Horizons–Débats, Le Monde. 02 de Fevereiro de 2001. Tradução livre  de Nurimar Falci, São Paulo, 2001.

“Segunda–Feira, 29 de Fevereiro 1996 – Nobre propósito de Mandela a Louis Farrakan, líder americano da Nação do Islã, dizendo que a maioria dos sul-africanos se opõe veementemente à intolerância religiosa e à opressão das mulheres. Nós acreditamos na tolerância e a colocamos em prática todos os dias.”
Chorar, Amar, Rir, Compreender. 1º jan 1995 – 31 jan 1996. Paris, Arléa, 1996. Tradução Nurimar Falci, 2001. São Paulo.

“Caros amigos e irmãos,
(...) não aspireis permanecerem somente croatas, macedônios, montenegrinos, albaneses; sejais plenamente europeus: sejais unidos às outras nações da Europa do oeste e do leste, do sul e do norte em virtude da mesma consciência histórica, vontade e esperança”.
31 de outubro, 1991. Este texto cedido por uma rádio croata e por uma rádio sérvia, foi difundido por ambas. Faz parte do livro I Fraticidi, Iugoslávia-Bósnia, 1991-1995. Meltemi eidotre, srt. Roma, 1997. (texto original em francês: Les fraticides).

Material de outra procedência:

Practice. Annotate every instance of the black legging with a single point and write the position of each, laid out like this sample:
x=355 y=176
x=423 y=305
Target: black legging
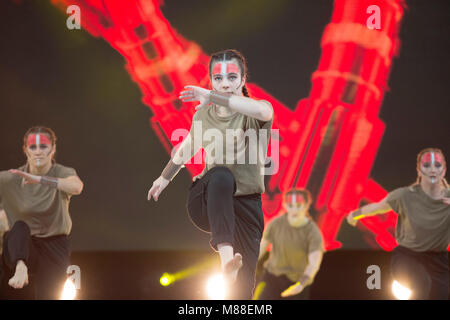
x=425 y=273
x=237 y=220
x=47 y=260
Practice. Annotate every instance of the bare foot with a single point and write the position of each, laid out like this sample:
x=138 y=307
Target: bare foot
x=232 y=268
x=20 y=278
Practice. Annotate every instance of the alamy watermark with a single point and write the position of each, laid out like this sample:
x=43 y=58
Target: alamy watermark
x=74 y=20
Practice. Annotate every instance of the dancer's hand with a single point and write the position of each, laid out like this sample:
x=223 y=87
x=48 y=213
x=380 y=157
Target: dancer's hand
x=350 y=219
x=158 y=186
x=292 y=290
x=28 y=178
x=194 y=93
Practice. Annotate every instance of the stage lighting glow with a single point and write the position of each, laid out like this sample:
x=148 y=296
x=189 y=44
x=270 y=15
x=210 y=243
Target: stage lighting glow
x=400 y=292
x=166 y=279
x=69 y=291
x=216 y=287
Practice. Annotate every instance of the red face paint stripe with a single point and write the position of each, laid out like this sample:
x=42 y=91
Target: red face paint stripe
x=43 y=139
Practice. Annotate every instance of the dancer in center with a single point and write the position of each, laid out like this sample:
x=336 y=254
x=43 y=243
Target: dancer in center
x=225 y=198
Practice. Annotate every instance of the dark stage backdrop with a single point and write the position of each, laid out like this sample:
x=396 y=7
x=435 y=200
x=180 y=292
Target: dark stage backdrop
x=77 y=85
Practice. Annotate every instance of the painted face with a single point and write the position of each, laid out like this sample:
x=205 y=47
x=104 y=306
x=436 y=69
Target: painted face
x=39 y=149
x=226 y=77
x=432 y=167
x=296 y=207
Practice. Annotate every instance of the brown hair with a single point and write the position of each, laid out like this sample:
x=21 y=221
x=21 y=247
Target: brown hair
x=227 y=55
x=41 y=130
x=419 y=156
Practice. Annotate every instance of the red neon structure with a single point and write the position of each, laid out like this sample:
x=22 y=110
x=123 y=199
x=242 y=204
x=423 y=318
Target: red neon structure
x=327 y=144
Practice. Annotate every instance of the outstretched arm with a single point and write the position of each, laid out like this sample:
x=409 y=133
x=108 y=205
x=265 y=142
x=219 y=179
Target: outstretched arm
x=369 y=210
x=263 y=248
x=314 y=261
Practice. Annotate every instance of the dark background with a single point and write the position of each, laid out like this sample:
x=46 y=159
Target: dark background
x=77 y=85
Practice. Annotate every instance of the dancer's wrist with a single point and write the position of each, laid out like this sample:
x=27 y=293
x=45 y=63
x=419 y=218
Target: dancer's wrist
x=171 y=170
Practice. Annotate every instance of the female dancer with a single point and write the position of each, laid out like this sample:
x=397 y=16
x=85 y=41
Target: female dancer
x=35 y=198
x=420 y=262
x=225 y=199
x=297 y=250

“Resistir à crueldade do mundo é um princípio que necessita da compreensão humana. Uma coisa que me toca muito não é somente a incompreensão que temos com relação às pessoas que têm uma religião diferente da nossa, uma outra nacionalidade, outros costumes, mas também a incompreensão que os seres próximos têm uns dos outros, incompreensão no seio de uma família, entre pais e filhos, entre irmãos e entre pessoas amigas. Como não chegamos a nos compreender uns aos outros, como podemos esperar que haja uma compreensão mais ampla entre os humanos? Esse problema da compreensão me parece absolutamente fundamental e necessita um auto-exame, o respeito pelo outro, a vontade de compreender o outro. A compreensão é uma das maneiras de resistir à crueldade do mundo.”
Dos demônios: Atelier ao vivo do pensamento de Edgar Morin. SESCSP, 28 e 29 agosto/2000. Tradução livre Nurimar Falci, São Paulo, 2001.